And, yes, life isn't always what we plan.

I have been blessed with an uncanny ability to envision myself no longer here. Saddened at the thought of leaving those I love behind, I fully realize that earthly life is a "skiff" (as my father would say) in comparison to eternity...we're withering flowers, fluffy seed hairs of milkweed tossed to the wind, autumn leaves soon covered by snow, fading into the ground. Life is a second in a decade, a year in an era, a century in eternity. It's short. So very, very short.

And, yes, we all age from the moment we're born. No choice in aging except to die an untimely death. No choice but to watch the vision blur, the hearing dull, the arthritis set in, the mind forget. No choice but to know the heartbreak from haunting hurts, the loneliness from lost loves, the wrenching despair from devastating deaths.

But those are realities of life well lived...for unless we are vulnerable and open hearted, we build walls to block pain. Unless we know and deeply understand others, we can't grasp the concept of loneliness. Unless we love with extreme love, we can't grieve in the depths of sorrow.

"You're as young as you feel," isn't necessarily the truth. For although I am akin to pain, I am very much the 5-year-old who climbed the path to Grandma's house, ever looking back to see if Mom was watching; the 12-year-old standing on the sidelines at my first junior high school dance. I'm the girl who swayed to "Color My World" in the arms of a good friend at my senior prom; the college student from a town of 500 on a campus of 30,000. I am the young bride who married right out of college; the 23-year-old who sat at her dying grandmother's side and reassured her that she was "good enough" for God.

I am the young mother who played guitar and sang "One Tin Soldier" to her toddler sons; the teacher who watches her students walk across the graduation stage year after year, wondering if those to come will be half as good as those leaving; the friend who strives to see and help meet others' needs.

We are who we are because of those segments in our passing lives, because of choices we've made along the way, because of people we've allowed to grip our hearts.
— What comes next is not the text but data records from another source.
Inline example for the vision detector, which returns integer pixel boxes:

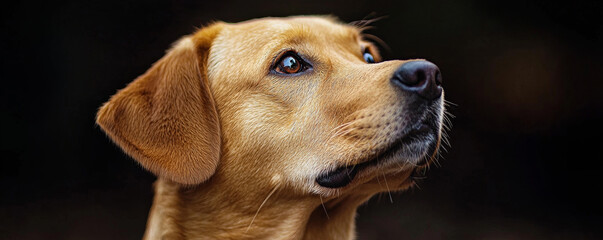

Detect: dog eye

[362,51,375,63]
[274,52,308,74]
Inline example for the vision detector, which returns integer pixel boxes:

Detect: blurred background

[0,0,603,239]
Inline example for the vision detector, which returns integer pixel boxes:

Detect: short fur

[97,17,444,239]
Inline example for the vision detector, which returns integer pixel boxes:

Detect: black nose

[391,61,442,100]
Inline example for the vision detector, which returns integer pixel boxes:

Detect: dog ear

[96,23,223,184]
And though aging brings pain and heartache, it also brings overflowing love and joy, which tend to keep our spirits young. Aging takes us a step closer to God and gives us a pressing sense of squeezing a little tighter, hugging a little longer, laughing a little more. It makes us turn to say "I love you" one last time before walking out the door.

Having an aging body doesn't mean giving up or giving in. It simply means I may move a little slower, think a little longer, grasp new concepts with a little more difficulty. It means I realize even more the importance of scooting a bit closer to this 3-year-old lying beside me, putting my arms around her and holding on like nobody's business.

Yesterday morning, I awoke with little fingers poking my cheek. "You old yet, Grandma?" her whispering voice asked.

"Not yet, Baby Girl," I responded, rubbing her nose with mine. "Not quite yet."